I'm finding myself grateful for technology these days, as I'm traveling around a bit and always looking for places to quietly sit and write. I find that I can write anywhere, as long as there's a chair and a table, or even just piece of ground I can sit on where I'm not in anyone's way. I take my laptop or a pad of paper and go to town. Thanks to the wonders of wireless, I'm able to sit beside a lovely pool while I post to CHICKS ROCK! and edit my novel. Paradise? Just about.

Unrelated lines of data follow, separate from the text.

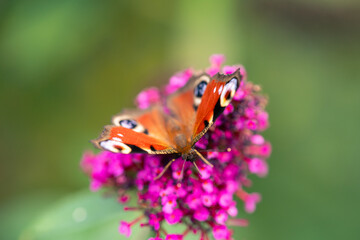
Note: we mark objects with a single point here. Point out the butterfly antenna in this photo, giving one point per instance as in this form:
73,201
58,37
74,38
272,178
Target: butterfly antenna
202,158
164,170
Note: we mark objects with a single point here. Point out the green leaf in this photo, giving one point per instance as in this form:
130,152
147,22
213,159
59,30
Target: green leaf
84,215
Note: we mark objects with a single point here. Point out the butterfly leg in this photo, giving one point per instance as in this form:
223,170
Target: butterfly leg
202,158
164,170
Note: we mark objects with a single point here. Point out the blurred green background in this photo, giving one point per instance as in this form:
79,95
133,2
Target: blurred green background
67,66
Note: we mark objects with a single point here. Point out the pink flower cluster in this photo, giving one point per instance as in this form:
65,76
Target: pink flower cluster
206,204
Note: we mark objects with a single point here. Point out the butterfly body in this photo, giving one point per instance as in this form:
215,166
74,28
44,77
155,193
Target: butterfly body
193,109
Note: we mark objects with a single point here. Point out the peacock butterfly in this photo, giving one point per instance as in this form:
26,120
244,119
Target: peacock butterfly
193,110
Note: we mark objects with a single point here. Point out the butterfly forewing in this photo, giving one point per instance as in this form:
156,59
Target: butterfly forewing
194,108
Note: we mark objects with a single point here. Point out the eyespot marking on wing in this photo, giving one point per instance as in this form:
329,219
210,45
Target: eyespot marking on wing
228,92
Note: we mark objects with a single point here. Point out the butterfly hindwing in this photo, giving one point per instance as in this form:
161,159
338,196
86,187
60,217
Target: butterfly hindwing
136,132
217,96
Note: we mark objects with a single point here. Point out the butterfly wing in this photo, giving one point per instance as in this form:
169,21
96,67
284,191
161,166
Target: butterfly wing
136,132
217,96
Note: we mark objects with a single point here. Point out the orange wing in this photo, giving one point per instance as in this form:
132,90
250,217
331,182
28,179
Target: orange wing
217,96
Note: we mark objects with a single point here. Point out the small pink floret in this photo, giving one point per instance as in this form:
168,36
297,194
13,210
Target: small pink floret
125,228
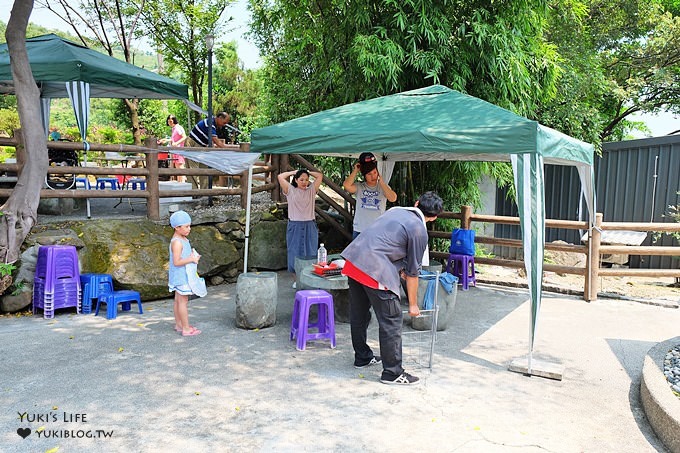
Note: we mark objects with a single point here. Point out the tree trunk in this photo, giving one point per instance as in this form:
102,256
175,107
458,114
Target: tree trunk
20,212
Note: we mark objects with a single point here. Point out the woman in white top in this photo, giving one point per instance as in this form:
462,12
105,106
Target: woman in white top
371,195
302,234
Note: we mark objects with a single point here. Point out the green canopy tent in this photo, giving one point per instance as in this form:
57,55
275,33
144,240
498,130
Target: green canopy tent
63,69
437,123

Working on the road doesn't feel too different from writing at home in some ways. Creatively, there's a particular space I seek to inhabit when I sit down to work, but it's more of a mindset than a physical location. I've never been tied to my desk, or my particular writing routines. In fact, part of my "routine" is to have no routine at all. I actually feel myself inspired by motion, by change, by taking advantage of great opportunities and situations and jotting down random notes at random times. I like the unpredictable, but you wouldn't necessarily know it to look at how I live my life day-to-day when I'm at home.

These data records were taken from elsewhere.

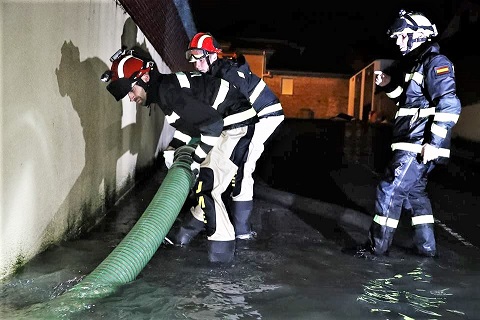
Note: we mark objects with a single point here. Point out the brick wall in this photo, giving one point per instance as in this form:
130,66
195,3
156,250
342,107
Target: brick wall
321,95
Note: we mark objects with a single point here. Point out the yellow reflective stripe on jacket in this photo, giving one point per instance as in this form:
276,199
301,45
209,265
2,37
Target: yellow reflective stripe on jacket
222,93
270,109
182,136
183,80
417,148
413,111
446,117
438,131
425,219
416,76
256,92
395,93
239,117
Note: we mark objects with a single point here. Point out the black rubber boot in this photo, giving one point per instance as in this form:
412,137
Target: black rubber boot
189,230
221,251
241,212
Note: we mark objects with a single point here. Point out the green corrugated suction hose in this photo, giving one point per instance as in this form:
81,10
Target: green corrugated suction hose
138,247
132,254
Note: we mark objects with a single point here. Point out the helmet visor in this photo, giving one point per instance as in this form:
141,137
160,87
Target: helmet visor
120,88
397,27
193,55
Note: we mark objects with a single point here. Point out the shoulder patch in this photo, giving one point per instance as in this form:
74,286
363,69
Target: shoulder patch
439,71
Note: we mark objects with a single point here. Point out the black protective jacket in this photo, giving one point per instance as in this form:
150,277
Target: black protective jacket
423,87
237,71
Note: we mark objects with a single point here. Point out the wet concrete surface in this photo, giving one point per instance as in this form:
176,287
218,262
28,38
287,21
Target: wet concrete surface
296,268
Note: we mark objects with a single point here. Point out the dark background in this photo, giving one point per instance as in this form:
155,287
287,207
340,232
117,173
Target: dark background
333,36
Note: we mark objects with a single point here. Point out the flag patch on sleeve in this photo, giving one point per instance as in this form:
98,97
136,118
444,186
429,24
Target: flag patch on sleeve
442,70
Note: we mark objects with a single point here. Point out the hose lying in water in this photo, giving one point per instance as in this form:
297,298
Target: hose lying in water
129,258
132,254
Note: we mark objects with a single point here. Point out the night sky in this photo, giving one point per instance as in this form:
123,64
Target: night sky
336,37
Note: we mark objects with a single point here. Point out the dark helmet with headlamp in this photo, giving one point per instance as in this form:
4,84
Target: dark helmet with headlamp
127,69
200,46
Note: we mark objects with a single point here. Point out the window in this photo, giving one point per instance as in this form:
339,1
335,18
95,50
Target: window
287,86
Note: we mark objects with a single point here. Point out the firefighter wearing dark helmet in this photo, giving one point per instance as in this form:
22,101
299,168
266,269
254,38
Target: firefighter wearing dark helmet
196,105
422,84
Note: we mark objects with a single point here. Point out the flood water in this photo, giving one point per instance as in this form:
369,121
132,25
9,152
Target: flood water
293,270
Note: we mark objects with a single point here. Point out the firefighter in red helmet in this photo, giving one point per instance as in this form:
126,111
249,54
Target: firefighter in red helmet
203,53
197,105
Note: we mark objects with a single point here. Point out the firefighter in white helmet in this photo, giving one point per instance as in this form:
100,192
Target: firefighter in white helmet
422,84
203,53
197,105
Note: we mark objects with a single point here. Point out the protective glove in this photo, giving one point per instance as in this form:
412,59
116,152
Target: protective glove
195,167
429,153
382,79
168,156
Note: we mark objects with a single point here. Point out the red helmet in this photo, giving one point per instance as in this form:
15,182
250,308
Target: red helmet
126,71
201,41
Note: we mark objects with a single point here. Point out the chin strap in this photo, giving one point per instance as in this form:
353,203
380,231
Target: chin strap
411,41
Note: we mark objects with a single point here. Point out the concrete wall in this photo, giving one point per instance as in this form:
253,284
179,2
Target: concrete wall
68,150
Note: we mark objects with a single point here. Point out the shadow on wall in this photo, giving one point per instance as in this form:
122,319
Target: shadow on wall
94,190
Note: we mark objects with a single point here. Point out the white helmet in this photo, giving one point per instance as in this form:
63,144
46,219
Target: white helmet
410,23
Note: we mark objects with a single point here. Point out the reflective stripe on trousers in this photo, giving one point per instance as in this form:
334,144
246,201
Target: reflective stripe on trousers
403,188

In fact, lately I am feeling like it is great for me to be out in the world while I do my work, rather than holed up in my tiny space pecking at the keyboard in solitude. It is easier to stay connected to the moment and the material in total silence and isolation at times--but only at times. The rest of the time my creativity feeds on the energy of people around me, strangers who I don't have to interact with, but who are going about their business and living their lives and reminding me why I put pen to paper in the first place.

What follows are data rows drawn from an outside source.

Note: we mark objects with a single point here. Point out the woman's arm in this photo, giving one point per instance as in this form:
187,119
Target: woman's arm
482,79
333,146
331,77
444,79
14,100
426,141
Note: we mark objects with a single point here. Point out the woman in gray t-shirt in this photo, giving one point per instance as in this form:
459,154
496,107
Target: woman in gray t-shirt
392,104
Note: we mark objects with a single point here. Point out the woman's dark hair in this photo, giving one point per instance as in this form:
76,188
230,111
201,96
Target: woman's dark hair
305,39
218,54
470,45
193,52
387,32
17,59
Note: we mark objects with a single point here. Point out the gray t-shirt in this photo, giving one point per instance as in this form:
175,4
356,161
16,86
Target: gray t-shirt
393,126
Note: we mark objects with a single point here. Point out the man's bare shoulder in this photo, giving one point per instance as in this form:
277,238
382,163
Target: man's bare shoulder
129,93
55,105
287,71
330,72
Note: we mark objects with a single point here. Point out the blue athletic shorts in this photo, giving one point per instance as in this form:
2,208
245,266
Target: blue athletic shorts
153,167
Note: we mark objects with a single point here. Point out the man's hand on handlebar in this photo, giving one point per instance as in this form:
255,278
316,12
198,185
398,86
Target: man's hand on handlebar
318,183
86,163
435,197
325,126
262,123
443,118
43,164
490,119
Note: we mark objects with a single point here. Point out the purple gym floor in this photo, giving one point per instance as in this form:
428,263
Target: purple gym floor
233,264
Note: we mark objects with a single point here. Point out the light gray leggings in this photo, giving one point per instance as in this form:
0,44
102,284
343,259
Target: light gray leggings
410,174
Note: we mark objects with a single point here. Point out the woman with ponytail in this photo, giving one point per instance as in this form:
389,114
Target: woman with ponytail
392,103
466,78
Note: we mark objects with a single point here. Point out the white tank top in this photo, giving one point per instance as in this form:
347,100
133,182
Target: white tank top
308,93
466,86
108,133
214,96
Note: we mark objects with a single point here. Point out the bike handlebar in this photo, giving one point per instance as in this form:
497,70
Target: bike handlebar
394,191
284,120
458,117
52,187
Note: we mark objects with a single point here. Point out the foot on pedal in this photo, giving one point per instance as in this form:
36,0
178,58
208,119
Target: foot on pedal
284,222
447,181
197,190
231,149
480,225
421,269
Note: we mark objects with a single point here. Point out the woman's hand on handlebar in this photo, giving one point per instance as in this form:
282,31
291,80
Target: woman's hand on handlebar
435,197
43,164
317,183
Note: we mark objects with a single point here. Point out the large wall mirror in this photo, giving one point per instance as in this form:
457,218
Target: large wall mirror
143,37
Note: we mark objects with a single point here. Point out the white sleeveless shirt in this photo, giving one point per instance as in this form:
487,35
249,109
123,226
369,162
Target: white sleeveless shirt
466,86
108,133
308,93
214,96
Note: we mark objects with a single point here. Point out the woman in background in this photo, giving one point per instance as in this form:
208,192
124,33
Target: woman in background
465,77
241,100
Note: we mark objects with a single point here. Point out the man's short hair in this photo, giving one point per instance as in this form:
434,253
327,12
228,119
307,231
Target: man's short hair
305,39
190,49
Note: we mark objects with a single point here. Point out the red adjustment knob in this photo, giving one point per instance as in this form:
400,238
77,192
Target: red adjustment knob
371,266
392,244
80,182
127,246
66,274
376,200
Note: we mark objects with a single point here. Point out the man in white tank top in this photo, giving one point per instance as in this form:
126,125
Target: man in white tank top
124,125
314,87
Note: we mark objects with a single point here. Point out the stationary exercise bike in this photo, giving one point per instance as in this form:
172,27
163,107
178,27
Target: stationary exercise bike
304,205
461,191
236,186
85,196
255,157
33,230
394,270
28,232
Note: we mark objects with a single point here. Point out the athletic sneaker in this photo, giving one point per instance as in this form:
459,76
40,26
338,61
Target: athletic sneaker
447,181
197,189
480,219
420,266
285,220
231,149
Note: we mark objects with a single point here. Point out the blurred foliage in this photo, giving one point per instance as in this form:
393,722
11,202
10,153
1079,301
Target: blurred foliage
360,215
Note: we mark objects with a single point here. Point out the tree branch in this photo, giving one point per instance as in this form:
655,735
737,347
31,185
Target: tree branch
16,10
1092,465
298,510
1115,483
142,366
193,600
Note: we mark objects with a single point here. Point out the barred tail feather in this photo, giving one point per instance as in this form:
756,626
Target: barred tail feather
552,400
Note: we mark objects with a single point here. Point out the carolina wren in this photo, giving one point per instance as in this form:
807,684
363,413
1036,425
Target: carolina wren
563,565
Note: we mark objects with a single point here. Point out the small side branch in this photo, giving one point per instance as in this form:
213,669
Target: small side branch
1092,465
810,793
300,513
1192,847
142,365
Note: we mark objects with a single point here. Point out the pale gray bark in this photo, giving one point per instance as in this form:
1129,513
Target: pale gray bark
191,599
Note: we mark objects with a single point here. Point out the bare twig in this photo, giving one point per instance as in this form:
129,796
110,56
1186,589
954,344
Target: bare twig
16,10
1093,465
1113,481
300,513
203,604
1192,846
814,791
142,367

When I left on this long trip, people kept saying to me, "but how will you get work done?" I wasn't worried, and it turns out I was right not to be. Because work for me is not unpleasant, not a thing I have to force myself to do. It is something that brings me joy and fulfillment, and I'm grateful for that. Believe it or not, there are fewer distractions to me when I'm away from home--no t.v., for instance, and no regularly scheduled programming of the real life variety either. I feel myself being boiled down to the essence of what I love doing: writing and exploring and sitting quietly in new places, taking it all in.
A dip in the pool now and again doesn't hurt, either. The downsides are few, as far as I'm concerned!
Are you a lover of routine, or do you relish shaking things up now and again?